Some banks also allow representation, where another person can open the account for them in Germany with a notarised power of attorney. The documents needed to confirm their identity should be recognized in Germany.

The CEO must be present at the opening of the business account and other shareholders or authorized signatories can only access the account if they have account authorization. The amount of the share capital depends on the legal form and the agreements in the articles of association.

For a GmbH, a share capital of at least €25,000 must be paid into the business account. But at the time of incorporation, it’s sufficient if half of the required share capital, ie €12,500, is paid into the account. For a UG formation, the company can only be entered into the commercial register when the required share capital has been paid into the business account. A share capital of €1 is already sufficient to form a UG.

Opening a business account with a direct bank can take less than two days, depending on the legal form and the documents that need to be checked. For other banks, the process may take about 4 weeks, with the client receiving the internet banking token within the next 2 weeks.


International Banks

The major foreign banks operating in Germany are:

1. UniCredit Bank AG (Italy)

2. ING-DiBa AG (Netherlands)

3. Citigroup Global Markets Deutschland AG (United States)

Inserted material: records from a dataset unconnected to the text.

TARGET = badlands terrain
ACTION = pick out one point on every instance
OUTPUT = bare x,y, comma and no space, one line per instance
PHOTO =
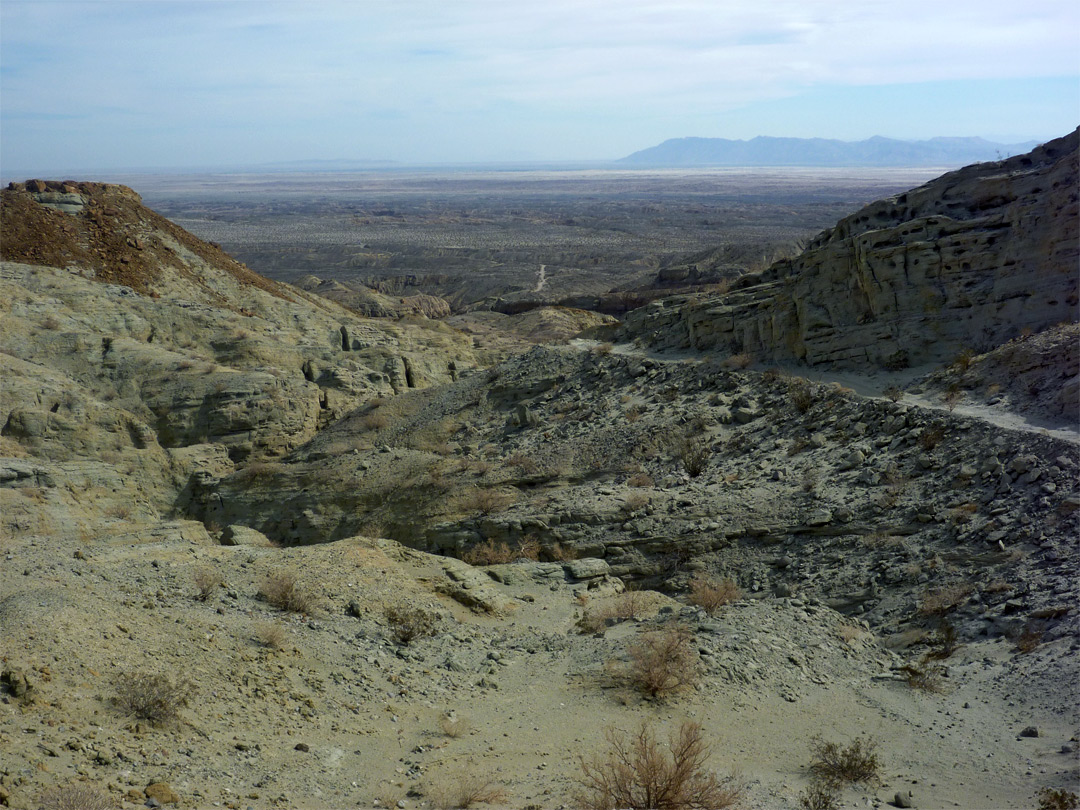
260,550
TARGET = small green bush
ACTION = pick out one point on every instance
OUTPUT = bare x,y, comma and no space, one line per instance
637,772
835,765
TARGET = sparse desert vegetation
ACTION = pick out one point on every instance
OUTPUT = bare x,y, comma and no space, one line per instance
639,772
281,552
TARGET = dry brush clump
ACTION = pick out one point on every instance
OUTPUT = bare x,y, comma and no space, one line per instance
285,592
1057,799
693,451
454,726
152,697
493,553
407,623
712,594
464,791
663,662
637,772
271,635
76,796
833,764
486,501
624,607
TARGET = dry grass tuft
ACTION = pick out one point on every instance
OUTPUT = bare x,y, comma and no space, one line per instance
623,607
486,501
694,454
76,796
152,697
464,791
285,592
453,726
1057,799
832,764
637,772
713,594
271,635
408,624
820,796
663,662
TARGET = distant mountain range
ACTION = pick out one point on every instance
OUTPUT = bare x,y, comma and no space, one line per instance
876,151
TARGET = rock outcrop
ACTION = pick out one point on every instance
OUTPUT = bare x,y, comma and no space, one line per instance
966,261
137,360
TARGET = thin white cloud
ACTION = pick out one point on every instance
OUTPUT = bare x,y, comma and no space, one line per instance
326,63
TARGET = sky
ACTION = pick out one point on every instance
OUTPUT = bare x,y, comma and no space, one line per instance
115,84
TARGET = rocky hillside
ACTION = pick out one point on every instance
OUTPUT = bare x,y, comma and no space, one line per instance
963,262
135,355
261,552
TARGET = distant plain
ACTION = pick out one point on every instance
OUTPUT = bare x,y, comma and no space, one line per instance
485,232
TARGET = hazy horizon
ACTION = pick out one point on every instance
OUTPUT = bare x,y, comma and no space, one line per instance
104,85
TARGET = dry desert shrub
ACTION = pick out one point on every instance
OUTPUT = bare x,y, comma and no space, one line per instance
408,624
285,592
454,726
152,697
832,764
712,594
271,635
1057,799
637,772
624,607
820,796
693,454
76,796
663,662
207,580
464,791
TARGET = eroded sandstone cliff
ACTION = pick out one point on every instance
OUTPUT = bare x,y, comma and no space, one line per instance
966,261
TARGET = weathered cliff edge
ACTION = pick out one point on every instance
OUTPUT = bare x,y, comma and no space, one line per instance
966,261
136,359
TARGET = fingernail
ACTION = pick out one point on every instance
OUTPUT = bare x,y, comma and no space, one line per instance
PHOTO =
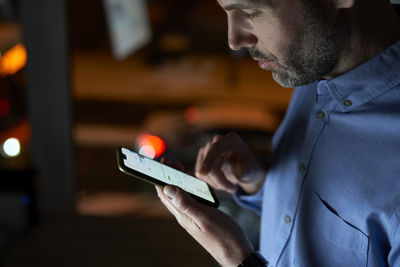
170,191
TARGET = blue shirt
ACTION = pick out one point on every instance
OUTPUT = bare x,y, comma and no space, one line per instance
332,194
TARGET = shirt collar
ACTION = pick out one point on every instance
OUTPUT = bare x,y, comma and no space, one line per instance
366,82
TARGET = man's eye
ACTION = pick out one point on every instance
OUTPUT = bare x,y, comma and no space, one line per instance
250,14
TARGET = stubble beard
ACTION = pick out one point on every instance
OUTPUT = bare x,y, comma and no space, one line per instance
312,55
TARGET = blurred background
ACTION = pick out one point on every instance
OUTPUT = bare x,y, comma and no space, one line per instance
80,78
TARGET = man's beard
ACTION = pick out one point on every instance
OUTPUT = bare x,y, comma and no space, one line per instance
312,54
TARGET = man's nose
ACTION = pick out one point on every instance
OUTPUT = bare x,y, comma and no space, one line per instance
239,35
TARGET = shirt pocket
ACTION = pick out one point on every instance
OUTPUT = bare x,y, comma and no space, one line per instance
330,240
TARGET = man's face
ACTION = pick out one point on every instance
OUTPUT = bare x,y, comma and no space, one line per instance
298,42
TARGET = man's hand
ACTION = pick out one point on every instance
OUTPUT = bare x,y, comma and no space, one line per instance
214,230
226,161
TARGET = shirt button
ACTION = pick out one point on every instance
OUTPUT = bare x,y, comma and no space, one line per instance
321,114
302,168
348,103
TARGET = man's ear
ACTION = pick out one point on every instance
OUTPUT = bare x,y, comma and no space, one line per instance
344,3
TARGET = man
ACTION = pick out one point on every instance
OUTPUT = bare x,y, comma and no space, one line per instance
331,196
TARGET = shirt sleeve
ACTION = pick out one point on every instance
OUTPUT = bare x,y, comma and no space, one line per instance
394,254
249,202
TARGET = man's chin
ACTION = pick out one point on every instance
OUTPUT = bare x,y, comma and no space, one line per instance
290,80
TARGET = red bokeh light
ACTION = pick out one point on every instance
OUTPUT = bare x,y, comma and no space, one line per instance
145,140
4,108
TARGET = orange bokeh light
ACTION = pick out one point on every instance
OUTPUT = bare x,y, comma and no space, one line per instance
13,60
155,142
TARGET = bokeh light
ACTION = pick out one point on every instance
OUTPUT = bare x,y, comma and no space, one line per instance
11,147
150,145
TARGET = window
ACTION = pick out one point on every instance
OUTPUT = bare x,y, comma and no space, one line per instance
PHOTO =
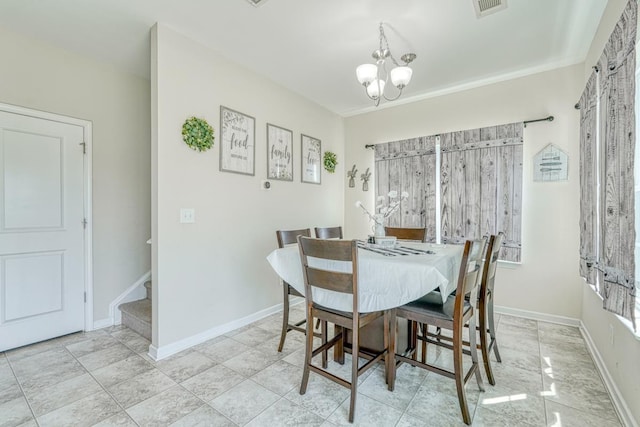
462,185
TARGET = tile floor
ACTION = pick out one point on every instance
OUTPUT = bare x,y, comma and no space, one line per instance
105,378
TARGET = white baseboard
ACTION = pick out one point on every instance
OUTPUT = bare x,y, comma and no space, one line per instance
162,352
618,401
534,315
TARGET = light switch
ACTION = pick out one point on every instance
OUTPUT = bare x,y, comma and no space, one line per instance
187,216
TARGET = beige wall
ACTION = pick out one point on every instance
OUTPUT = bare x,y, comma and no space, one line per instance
617,346
214,271
549,211
37,75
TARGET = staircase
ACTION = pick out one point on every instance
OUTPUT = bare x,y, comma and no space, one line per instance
136,315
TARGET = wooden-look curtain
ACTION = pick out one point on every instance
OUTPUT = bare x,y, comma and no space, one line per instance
614,239
480,184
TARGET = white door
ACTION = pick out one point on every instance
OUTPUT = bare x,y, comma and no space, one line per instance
42,234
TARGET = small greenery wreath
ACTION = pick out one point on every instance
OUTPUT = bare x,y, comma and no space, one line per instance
197,134
330,161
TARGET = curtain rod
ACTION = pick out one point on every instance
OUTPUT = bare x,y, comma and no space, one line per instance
596,69
526,122
546,119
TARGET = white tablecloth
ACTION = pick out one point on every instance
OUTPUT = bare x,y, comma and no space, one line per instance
384,281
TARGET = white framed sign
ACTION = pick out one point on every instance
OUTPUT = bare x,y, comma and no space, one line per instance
311,159
237,142
279,153
551,164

4. SÜDWESTBANK – BAWAG AG Niederlassung Deutschland (Austria)

5. Santander Consumer Bank AG (Spain)

6. UBS Europe SE (Switzerland)

7. HSBC Trinkaus & Burkhardt GmbH (United Kingdom)

8. TARGOBANK AG (France)

9. Goldman Sachs Bank Europe SE (United States)

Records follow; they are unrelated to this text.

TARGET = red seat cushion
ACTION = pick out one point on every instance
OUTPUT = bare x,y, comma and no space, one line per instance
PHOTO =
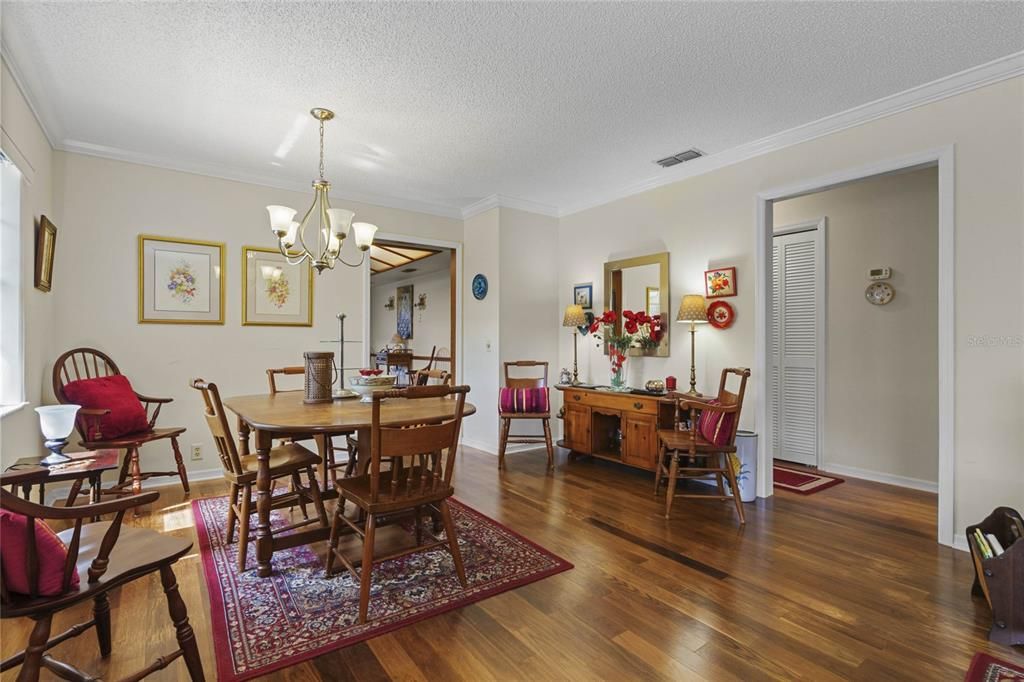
51,555
524,400
715,426
114,393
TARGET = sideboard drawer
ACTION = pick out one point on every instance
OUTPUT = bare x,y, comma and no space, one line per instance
624,402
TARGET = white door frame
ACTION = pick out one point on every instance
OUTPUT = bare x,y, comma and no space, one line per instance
820,226
944,158
422,241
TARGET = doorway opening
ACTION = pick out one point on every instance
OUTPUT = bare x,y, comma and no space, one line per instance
412,311
858,380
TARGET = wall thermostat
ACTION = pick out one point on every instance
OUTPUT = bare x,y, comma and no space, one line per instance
880,273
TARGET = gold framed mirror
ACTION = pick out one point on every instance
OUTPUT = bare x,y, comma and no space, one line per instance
640,284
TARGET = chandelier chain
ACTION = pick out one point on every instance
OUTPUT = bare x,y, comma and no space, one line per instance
322,148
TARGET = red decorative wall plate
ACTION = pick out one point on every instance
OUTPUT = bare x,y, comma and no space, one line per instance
721,314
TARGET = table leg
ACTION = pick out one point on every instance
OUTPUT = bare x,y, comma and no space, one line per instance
264,537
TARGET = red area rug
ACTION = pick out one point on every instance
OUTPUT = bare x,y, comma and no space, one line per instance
989,669
263,625
800,481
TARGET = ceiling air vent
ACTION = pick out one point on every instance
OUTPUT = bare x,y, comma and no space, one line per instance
688,155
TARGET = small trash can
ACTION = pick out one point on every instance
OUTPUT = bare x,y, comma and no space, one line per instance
747,453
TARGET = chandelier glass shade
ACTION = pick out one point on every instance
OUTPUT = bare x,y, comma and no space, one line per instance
323,229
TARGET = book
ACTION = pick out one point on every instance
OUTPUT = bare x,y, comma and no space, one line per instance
993,543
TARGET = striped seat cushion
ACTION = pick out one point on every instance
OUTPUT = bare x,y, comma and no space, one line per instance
715,426
524,400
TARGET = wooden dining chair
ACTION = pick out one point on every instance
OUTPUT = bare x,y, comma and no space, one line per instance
419,479
102,556
80,364
524,398
287,461
707,449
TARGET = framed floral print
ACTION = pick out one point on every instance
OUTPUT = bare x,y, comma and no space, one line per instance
180,282
46,241
275,293
720,282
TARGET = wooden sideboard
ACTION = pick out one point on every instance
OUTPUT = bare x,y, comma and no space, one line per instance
619,427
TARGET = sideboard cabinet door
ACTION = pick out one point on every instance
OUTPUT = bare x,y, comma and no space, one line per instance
640,440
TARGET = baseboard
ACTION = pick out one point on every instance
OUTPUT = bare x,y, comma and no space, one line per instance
880,477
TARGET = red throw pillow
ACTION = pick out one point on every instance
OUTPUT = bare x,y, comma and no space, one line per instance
51,555
524,400
715,426
114,393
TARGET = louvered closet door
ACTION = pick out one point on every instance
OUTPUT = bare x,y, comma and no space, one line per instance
797,260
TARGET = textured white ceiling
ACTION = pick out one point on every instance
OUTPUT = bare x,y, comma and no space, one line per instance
449,102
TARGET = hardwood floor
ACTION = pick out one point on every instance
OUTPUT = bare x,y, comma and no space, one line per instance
846,584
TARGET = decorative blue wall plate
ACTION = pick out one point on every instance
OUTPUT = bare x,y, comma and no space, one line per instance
479,287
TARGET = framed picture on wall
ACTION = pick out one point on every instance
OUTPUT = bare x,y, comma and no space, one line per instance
403,310
583,295
46,242
274,293
180,282
720,282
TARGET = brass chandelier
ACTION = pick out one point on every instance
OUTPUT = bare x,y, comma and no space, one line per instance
332,224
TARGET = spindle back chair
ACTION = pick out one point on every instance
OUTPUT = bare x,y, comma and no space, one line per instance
80,364
104,556
422,460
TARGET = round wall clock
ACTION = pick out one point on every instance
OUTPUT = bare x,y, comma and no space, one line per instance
879,293
721,314
479,287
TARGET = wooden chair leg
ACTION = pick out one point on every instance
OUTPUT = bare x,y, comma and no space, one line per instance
34,652
671,492
551,449
734,486
297,487
503,441
101,612
179,616
232,514
314,492
178,460
247,494
366,569
453,542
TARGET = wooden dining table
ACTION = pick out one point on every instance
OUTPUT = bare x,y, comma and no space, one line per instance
286,416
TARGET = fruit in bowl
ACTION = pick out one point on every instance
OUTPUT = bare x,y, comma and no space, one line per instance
367,385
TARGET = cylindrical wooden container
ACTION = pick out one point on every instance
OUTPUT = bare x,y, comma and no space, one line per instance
320,376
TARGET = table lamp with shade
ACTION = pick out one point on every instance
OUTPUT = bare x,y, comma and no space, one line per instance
692,309
574,317
56,422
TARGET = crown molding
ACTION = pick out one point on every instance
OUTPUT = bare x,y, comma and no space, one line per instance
47,125
1003,69
228,173
501,201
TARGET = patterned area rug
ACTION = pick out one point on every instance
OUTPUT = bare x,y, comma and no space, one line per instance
801,481
262,625
989,669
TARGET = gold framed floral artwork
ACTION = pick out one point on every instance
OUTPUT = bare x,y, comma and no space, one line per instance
274,293
180,282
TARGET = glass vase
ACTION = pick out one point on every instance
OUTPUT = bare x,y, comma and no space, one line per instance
616,359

10. State Street Bank International GmbH (United States)

11. Lloyds Bank GmbH (United Kingdom)

12. Standard Chartered Bank AG (United Kingdom)

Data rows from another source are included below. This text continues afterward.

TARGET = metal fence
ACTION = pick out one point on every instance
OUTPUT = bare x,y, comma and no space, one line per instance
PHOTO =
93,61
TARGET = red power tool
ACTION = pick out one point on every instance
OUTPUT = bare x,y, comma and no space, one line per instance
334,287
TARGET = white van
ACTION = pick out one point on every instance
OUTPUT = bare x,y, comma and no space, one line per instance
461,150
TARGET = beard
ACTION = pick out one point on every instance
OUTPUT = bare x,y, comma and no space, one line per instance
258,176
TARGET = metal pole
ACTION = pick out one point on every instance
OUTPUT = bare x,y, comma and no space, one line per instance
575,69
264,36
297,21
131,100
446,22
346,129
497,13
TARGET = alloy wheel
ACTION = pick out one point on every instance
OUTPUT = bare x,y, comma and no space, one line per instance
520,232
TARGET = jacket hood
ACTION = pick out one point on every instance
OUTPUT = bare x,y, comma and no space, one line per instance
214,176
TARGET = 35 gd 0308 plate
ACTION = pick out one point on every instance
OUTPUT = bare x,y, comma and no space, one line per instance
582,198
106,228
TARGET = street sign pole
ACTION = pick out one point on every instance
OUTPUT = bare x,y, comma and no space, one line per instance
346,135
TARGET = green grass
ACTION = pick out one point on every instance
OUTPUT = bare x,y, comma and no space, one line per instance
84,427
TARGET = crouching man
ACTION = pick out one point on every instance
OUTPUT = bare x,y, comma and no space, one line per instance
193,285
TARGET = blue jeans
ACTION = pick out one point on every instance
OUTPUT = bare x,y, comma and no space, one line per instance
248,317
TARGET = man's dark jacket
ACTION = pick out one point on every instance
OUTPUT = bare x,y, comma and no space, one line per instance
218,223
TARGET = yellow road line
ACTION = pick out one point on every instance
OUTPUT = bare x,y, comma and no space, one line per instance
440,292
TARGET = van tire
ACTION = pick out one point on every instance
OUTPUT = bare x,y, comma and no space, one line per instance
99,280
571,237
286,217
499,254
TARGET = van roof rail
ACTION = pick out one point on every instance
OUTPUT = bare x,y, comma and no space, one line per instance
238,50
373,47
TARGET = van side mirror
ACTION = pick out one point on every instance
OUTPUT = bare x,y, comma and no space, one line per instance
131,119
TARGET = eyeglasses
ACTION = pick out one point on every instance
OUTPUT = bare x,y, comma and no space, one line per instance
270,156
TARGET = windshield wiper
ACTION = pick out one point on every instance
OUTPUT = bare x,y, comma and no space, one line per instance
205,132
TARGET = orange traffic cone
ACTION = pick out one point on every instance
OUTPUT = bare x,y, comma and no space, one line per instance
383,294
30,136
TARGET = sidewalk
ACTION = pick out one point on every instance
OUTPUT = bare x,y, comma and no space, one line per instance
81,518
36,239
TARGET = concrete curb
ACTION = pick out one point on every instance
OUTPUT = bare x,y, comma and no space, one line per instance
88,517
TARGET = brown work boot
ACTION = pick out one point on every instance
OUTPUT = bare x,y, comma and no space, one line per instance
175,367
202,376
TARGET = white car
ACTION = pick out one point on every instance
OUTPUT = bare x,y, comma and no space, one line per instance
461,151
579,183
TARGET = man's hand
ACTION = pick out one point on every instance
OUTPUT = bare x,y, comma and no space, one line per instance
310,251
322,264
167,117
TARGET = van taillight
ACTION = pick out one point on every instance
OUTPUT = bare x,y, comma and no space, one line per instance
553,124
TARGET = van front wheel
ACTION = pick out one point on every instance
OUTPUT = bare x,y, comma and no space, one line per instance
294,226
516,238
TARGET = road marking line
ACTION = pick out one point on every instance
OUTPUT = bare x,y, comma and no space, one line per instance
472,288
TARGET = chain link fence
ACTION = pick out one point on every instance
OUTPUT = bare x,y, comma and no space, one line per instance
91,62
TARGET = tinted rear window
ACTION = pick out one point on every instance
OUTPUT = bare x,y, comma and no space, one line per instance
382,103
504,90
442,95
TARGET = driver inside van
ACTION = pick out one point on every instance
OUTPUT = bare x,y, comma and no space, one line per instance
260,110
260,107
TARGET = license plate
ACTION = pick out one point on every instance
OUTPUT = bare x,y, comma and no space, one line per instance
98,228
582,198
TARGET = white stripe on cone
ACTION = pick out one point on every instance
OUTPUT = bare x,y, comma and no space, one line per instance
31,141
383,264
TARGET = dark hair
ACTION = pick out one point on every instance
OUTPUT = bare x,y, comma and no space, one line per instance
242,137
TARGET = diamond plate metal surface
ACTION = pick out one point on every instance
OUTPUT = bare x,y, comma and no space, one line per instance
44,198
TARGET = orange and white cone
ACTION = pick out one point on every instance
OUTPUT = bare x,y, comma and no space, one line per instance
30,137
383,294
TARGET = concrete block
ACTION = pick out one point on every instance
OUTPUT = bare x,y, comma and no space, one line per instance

13. Morgan Stanley Bank AG (United States)

Local Major Banks

The major local banks operating in Germany include:

1. Deutsche Bank

2. Commerzbank

3. HypoVereinsbank (Part of UniCredit Bank AG)

4. Postbank (Owned by Deutsche Bank)

5. Volksbanken und Raiffeisenbanken

6. BerlinerSparkasse

7. Frankfurter Sparkasse

8. Stadtsparkasse Munich

9. Kreditanstalt für Wiederaufbau

10. DZ BANK AG Deutsche Zentral-Genossenschaftsbank

Payment Tools

The B2C payment tools available in Germany include Klarna (also known as SOFORT), PayPal (including its buy now, pay later (BNPL) option called PayPal Ratenzahlung), Giropay, Open Invoices, Girocard, and Sofortbanking.


In Germany, it is possible to pay employees with cryptocurrencies, but there are specific regulations to follow. According to the Federal Financial Supervisory Authority (BaFin), cryptocurrencies are considered financial instruments, but are not considered legal tender, currencies, or foreign notes or coins.

A company can pay salaries in cryptocurrency without requiring authorization, provided it does not trade, hold, or mine coins for profit. However, the process should be such that the company transfers the total amount of the salaries to be paid in Euros to the cryptocurrency exchange shortly before payday. If the company holds the cryptocurrency for some time and the exchange rate changes, the BaFin might consider the company as offering financial services and holding client funds, which would require authorization.

According to Section 107 (1) of the German Trade, Commerce and Industry Regulation Act (GewO), employers are mandated to pay the remuneration in euros, thus, it is not possible to pay the entire salary of an employee with cryptocurrencies. However, it is permissible to pay out part of the salary as remuneration in kind, which could be in the form of cryptocurrency.

This is subject to certain restrictions, like benefits in kind can only be provided at cost price and the non-seizable portion of the wage must be paid in euros. The percentage of salary that can be paid out as remuneration in kind is dependent on the individual case, but a rough guideline is around 25 percent of total remuneration.

Lastly, if a payment provider is used for the payment process who does not possess a BaFin license, legal proceedings could be initiated against the entrepreneur. The threshold for the obligation to obtain a license is fluid and can be rapidly exceeded if additional service elements kick into the pure use of crypto values.